Parker, owner of Ben’s Best Delicatessen, said the time seemed right to revitalize the merchants association and get behind a worthy cause.

“This is something so tremendous for the community,” he said. “Everyone really benefits from this program.”

The Rego Park program has been active on portions of Rego Park’s busiest commercial districts.

Their area includes 63rd Drive from the LIRR overpass to Queens Boulevard; one block north of the boulevard to 97th Street; the north side of the boulevard from 62nd Drive to 64th Avenue and the south side of the boulevard from the Econo phone shop to the Rego Park Jewish Center.

Two workers have been assigned to a seven-day-a-week schedule from 7:30 a.m. to 3 p.m.

In Forest Hills, a similar Doe Fund program, funded entirely by a small contingent of businesses that comprise the Austin Continental United Merchants Group, has flourished for the past year.

Jennifer Mitchell, planning and programming administrator for the Manhattan-based Doe Fund, said in three years of working with merchant associations and Business Improvement Districts, there has yet to be an occasion where an organization was unable to find funding.

“It would be a real shame,” she said. “Rego Park has been very welcoming to our guys.”

Mitchell said that according to its contract, the Rego Park coalition has 30 days to notify the Doe Fund if it is going to be unable to make payment.

In that case, she said, the fund would be forced to pack up and move workers to a new location.

The Doe Fund, which began 15 years ago by George McDonald, provides homeless men and women who have fallen on hard times a second chance.

Participants in the program are first assigned a case manager, who works with their social services staff to assess the client’s needs and abilities.

They are then drug tested and individually assessed so a plan can be developed to link the client’s abilities with a form of employment.

Clients receive training and a $15 a week stipend, in addition to free rent and meals.

Doe Fund employees are asked to spend four hours a day participating in the operation, security and maintenance area of the program.

Ready, Willing and Able participants are employed in sanitation work such as sweeping streets, emptying garbage cans, cleaning street poles and removing graffiti. In the winter they also help remove snow and clear crosswalks and bus stops.

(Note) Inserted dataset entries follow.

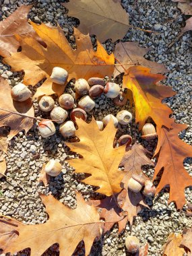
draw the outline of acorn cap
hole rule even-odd
[[[73,109],[73,110],[71,111],[70,118],[73,122],[75,121],[75,118],[80,118],[84,121],[86,121],[87,114],[86,111],[84,110],[82,108],[76,108]]]

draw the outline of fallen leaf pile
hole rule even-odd
[[[185,229],[182,234],[171,234],[164,245],[164,256],[191,255],[192,252],[192,230]]]
[[[24,84],[35,86],[41,82],[34,95],[37,98],[63,93],[67,83],[58,86],[50,77],[54,67],[68,71],[67,82],[115,77],[123,73],[123,89],[128,89],[126,96],[130,102],[133,99],[139,129],[149,118],[156,124],[158,144],[154,156],[156,162],[152,162],[148,156],[150,152],[135,141],[127,148],[114,148],[117,129],[112,121],[101,131],[94,117],[89,123],[77,120],[75,135],[79,141],[66,145],[79,157],[68,162],[75,173],[86,174],[81,181],[95,186],[95,192],[104,198],[86,203],[77,193],[77,207],[70,210],[51,195],[41,195],[49,214],[49,220],[42,224],[24,225],[1,216],[0,249],[3,253],[14,253],[30,248],[31,255],[40,256],[57,243],[61,255],[71,255],[84,241],[88,255],[96,238],[109,231],[115,224],[118,224],[119,232],[121,232],[128,222],[132,225],[141,207],[148,207],[142,192],[136,193],[128,188],[128,182],[134,176],[149,180],[143,172],[143,165],[155,166],[154,180],[162,171],[156,194],[168,186],[169,202],[174,201],[178,209],[182,209],[185,203],[185,189],[192,185],[192,177],[183,166],[183,160],[192,157],[192,148],[179,137],[187,125],[176,123],[170,118],[172,111],[162,102],[164,98],[175,95],[171,87],[160,82],[166,77],[159,73],[167,69],[162,64],[146,60],[143,56],[149,49],[141,48],[135,42],[119,42],[114,54],[108,55],[99,40],[122,38],[129,28],[129,16],[118,0],[91,2],[71,0],[63,4],[69,9],[69,15],[79,19],[79,29],[74,28],[75,49],[71,47],[59,26],[28,22],[27,13],[31,7],[22,6],[0,22],[0,55],[12,71],[24,71]],[[181,9],[191,5],[189,0],[181,2]],[[189,9],[183,11],[186,14],[190,14],[189,11]],[[185,31],[191,29],[190,19]],[[93,49],[90,34],[96,35],[99,40],[96,50]],[[18,51],[19,46],[22,46],[20,51]],[[8,82],[0,77],[0,127],[10,128],[7,137],[0,137],[2,175],[6,170],[3,154],[7,152],[9,141],[22,130],[27,133],[35,119],[32,101],[15,102],[10,92]],[[122,167],[123,170],[120,170]],[[40,174],[39,181],[47,185],[44,166]],[[191,253],[191,230],[185,230],[182,235],[171,234],[165,245],[164,255]],[[147,255],[148,249],[147,244],[141,248],[139,255]]]

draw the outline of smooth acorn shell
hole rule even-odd
[[[59,104],[63,108],[71,109],[74,106],[74,99],[71,94],[64,94],[59,98]]]
[[[87,114],[82,108],[77,108],[71,111],[70,118],[73,122],[75,122],[76,118],[80,118],[86,122],[87,120]]]
[[[57,123],[63,123],[68,117],[68,113],[61,106],[55,106],[50,113],[51,119]],[[59,120],[59,121],[55,121]]]
[[[135,193],[139,192],[142,187],[143,185],[140,183],[133,178],[131,178],[128,182],[128,188]]]
[[[113,119],[114,125],[115,127],[117,127],[117,126],[118,125],[118,120],[112,114],[107,115],[106,117],[104,117],[103,118],[102,123],[104,123],[104,125],[106,126],[108,123],[108,122],[110,121],[110,119]]]
[[[139,241],[136,236],[128,236],[125,238],[125,247],[129,253],[136,253],[139,251]]]
[[[92,98],[99,97],[104,92],[104,87],[96,84],[93,86],[89,90],[89,96]]]
[[[15,101],[23,102],[32,96],[31,91],[24,84],[20,83],[11,90],[12,98]]]
[[[54,67],[50,77],[54,83],[64,85],[68,78],[68,72],[62,67]]]
[[[74,123],[71,121],[67,121],[60,125],[59,127],[59,131],[64,137],[74,135],[75,131]]]
[[[50,96],[43,96],[40,100],[38,106],[41,110],[44,112],[49,112],[54,108],[55,102]]]
[[[125,106],[127,102],[127,98],[126,98],[126,94],[123,92],[120,92],[118,96],[113,99],[114,104],[116,106]]]
[[[141,138],[144,139],[152,139],[157,137],[156,128],[153,124],[146,123],[142,128]]]
[[[156,193],[156,187],[151,181],[146,181],[143,194],[146,197],[153,197]]]
[[[104,93],[106,97],[114,98],[118,96],[120,92],[119,84],[108,82],[104,87]]]
[[[117,118],[117,120],[119,123],[121,125],[128,125],[130,122],[131,122],[132,120],[132,114],[125,110],[119,111],[117,114],[116,117]]]
[[[51,159],[44,166],[44,171],[49,175],[55,177],[59,175],[62,170],[62,165],[59,161]]]
[[[55,133],[56,129],[54,123],[49,120],[42,120],[38,124],[38,131],[40,135],[46,138]]]
[[[78,106],[86,112],[90,112],[95,107],[95,102],[88,95],[86,95],[80,98]]]
[[[99,84],[102,86],[105,85],[104,79],[99,77],[91,77],[88,80],[88,83],[90,86],[93,86],[96,84]]]
[[[125,134],[125,135],[122,135],[118,139],[118,143],[119,146],[126,145],[128,147],[131,144],[133,141],[132,137],[129,135],[129,134]]]
[[[83,96],[88,94],[90,86],[85,79],[80,78],[75,83],[75,90],[79,96]]]

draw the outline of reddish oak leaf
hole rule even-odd
[[[178,133],[187,128],[185,125],[172,124],[171,129],[157,129],[158,142],[155,154],[159,154],[154,179],[161,170],[163,173],[156,193],[166,185],[170,187],[169,202],[174,201],[179,209],[185,203],[185,189],[192,185],[192,177],[183,167],[183,160],[192,157],[192,147],[179,138]]]

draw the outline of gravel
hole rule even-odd
[[[69,42],[74,42],[72,26],[77,26],[78,21],[67,15],[67,11],[61,3],[65,1],[59,0],[0,0],[0,20],[7,17],[22,4],[33,4],[29,18],[36,23],[43,22],[56,25],[58,22],[63,29]],[[170,1],[162,0],[123,0],[122,5],[130,15],[130,24],[134,27],[151,30],[156,33],[146,33],[141,30],[131,28],[123,41],[139,42],[139,45],[150,47],[151,51],[146,55],[148,59],[164,64],[169,72],[166,74],[164,84],[172,86],[177,94],[167,98],[164,102],[170,106],[174,113],[177,122],[186,123],[188,129],[181,133],[180,137],[189,144],[192,144],[191,123],[191,34],[185,33],[178,41],[176,40],[185,26],[185,18],[177,7],[177,3]],[[95,38],[92,38],[93,43]],[[108,40],[104,44],[110,53],[115,44]],[[22,81],[22,72],[11,72],[10,67],[0,63],[0,74],[9,82],[11,86]],[[71,93],[68,87],[67,91]],[[110,99],[101,96],[96,100],[96,108],[92,114],[97,120],[102,120],[104,115],[112,113],[116,115],[119,108],[115,106]],[[37,101],[34,102],[36,116],[43,116],[38,106]],[[127,104],[123,108],[129,109]],[[134,113],[133,113],[134,114]],[[90,119],[90,115],[89,115]],[[133,119],[134,121],[134,119]],[[119,126],[117,136],[123,133],[135,133],[134,122],[131,126],[123,127]],[[136,131],[139,141],[140,135]],[[145,146],[151,151],[154,149],[154,143]],[[73,168],[69,166],[67,160],[75,156],[69,152],[63,138],[58,132],[51,137],[43,139],[38,135],[36,125],[24,134],[22,131],[15,136],[9,146],[6,156],[7,179],[0,181],[0,213],[9,215],[22,221],[25,224],[44,223],[47,214],[39,197],[38,192],[47,193],[50,191],[61,202],[71,207],[76,205],[75,191],[79,191],[86,199],[90,197],[98,197],[94,193],[94,188],[81,183],[84,174],[73,174]],[[43,163],[50,158],[59,159],[63,165],[63,173],[55,178],[51,178],[49,186],[45,188],[37,181]],[[188,158],[185,160],[186,170],[192,175],[192,160]],[[153,169],[148,170],[152,177]],[[191,187],[185,189],[187,202],[192,203]],[[174,203],[168,205],[168,189],[165,188],[152,201],[148,199],[150,209],[143,208],[133,221],[133,226],[127,224],[125,232],[118,234],[117,226],[105,234],[99,241],[94,243],[91,255],[125,255],[125,240],[127,234],[135,235],[141,245],[149,243],[149,255],[162,255],[162,245],[165,243],[171,232],[181,232],[183,228],[191,228],[192,218],[185,216],[186,206],[183,210],[177,211]],[[82,243],[78,245],[75,255],[84,255]],[[83,248],[83,247],[82,247]],[[44,255],[59,255],[58,246],[51,247]],[[0,252],[1,253],[1,252]],[[75,255],[74,254],[74,255]],[[28,255],[24,250],[23,256]],[[3,256],[3,255],[1,255]]]

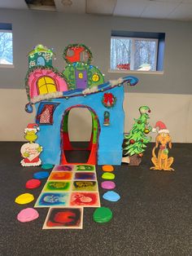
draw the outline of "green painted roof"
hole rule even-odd
[[[37,52],[49,52],[49,53],[54,54],[54,52],[51,50],[48,49],[47,47],[44,46],[41,44],[39,44],[37,46],[35,46],[34,50],[30,51],[28,55],[33,55],[33,54],[35,54]]]

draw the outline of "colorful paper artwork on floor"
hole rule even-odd
[[[50,208],[43,229],[82,228],[83,207],[100,207],[95,166],[55,166],[34,207]]]
[[[83,227],[83,208],[50,208],[43,229]]]

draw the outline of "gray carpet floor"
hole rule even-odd
[[[192,144],[173,143],[175,172],[150,170],[153,143],[140,166],[115,166],[117,192],[121,199],[109,202],[113,218],[107,223],[93,220],[94,209],[84,211],[82,230],[42,230],[48,209],[38,209],[39,218],[21,223],[16,219],[24,208],[15,203],[17,196],[32,192],[35,200],[40,188],[25,189],[40,167],[20,166],[22,143],[0,143],[0,255],[1,256],[127,256],[192,255],[191,181]],[[98,183],[102,167],[97,166]]]

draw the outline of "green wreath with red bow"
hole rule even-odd
[[[115,97],[111,92],[105,93],[103,97],[102,103],[107,108],[112,108],[116,103],[116,97]]]

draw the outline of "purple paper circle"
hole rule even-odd
[[[105,189],[113,189],[116,188],[116,183],[113,181],[103,181],[101,186]]]

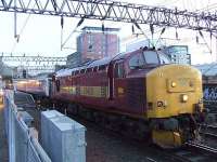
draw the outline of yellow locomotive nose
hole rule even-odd
[[[153,143],[179,147],[187,141],[189,136],[183,132],[188,124],[180,131],[178,117],[195,113],[202,96],[202,76],[195,68],[165,65],[150,71],[146,75],[146,118],[152,121]]]
[[[165,65],[146,75],[148,118],[194,113],[202,96],[201,72],[190,66]]]

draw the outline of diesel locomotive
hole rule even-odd
[[[141,48],[54,73],[50,97],[100,123],[132,127],[158,146],[197,138],[203,117],[201,72],[170,64],[161,50]],[[128,126],[126,126],[128,125]],[[138,133],[139,132],[139,133]]]

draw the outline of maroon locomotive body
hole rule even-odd
[[[143,118],[146,110],[145,75],[166,58],[154,51],[143,55],[140,49],[113,58],[56,72],[53,98],[79,103],[103,111]],[[149,63],[145,64],[145,58]],[[145,66],[145,68],[144,68]]]
[[[153,143],[163,147],[195,139],[202,97],[197,69],[169,64],[161,51],[146,48],[62,69],[53,76],[51,91],[56,105],[64,103],[60,107],[131,130],[131,136],[151,132]]]

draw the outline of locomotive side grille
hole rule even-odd
[[[141,109],[145,104],[144,79],[129,79],[126,98],[133,109]]]

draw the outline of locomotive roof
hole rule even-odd
[[[117,54],[113,57],[105,57],[105,58],[102,58],[102,59],[97,59],[97,60],[91,62],[90,64],[87,64],[87,65],[84,65],[84,66],[80,66],[80,67],[76,67],[76,68],[73,68],[73,69],[68,69],[68,68],[67,69],[61,69],[61,70],[55,72],[55,76],[56,77],[71,76],[73,71],[77,71],[77,70],[81,70],[81,69],[86,69],[86,68],[92,68],[92,67],[101,66],[101,65],[107,65],[112,60],[124,58],[125,54],[126,53],[119,53],[119,54]]]
[[[107,65],[112,60],[123,59],[123,58],[127,57],[128,55],[130,55],[129,52],[119,53],[119,54],[117,54],[117,55],[115,55],[113,57],[104,57],[102,59],[92,60],[89,64],[86,64],[84,66],[76,67],[76,68],[73,68],[73,69],[68,69],[68,68],[67,69],[61,69],[61,70],[59,70],[59,71],[55,72],[55,76],[56,77],[71,76],[73,71],[77,71],[77,70],[81,70],[81,69],[87,69],[87,68],[92,68],[92,67],[101,66],[101,65]]]

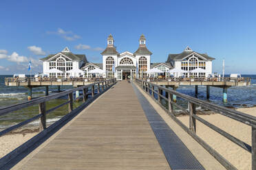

After completing Phase 1, clients begin paid employment, earning $5.50 or more per hour; $50 is contributed for rent per week, $15 for meals and $30 is saved.

The savings are then matched by the Doe Fund upon graduation from the program.

According to the fund representatives, 62 percent of those who graduate from the program go on to find permanent work and remain housed for a follow-up period of three years.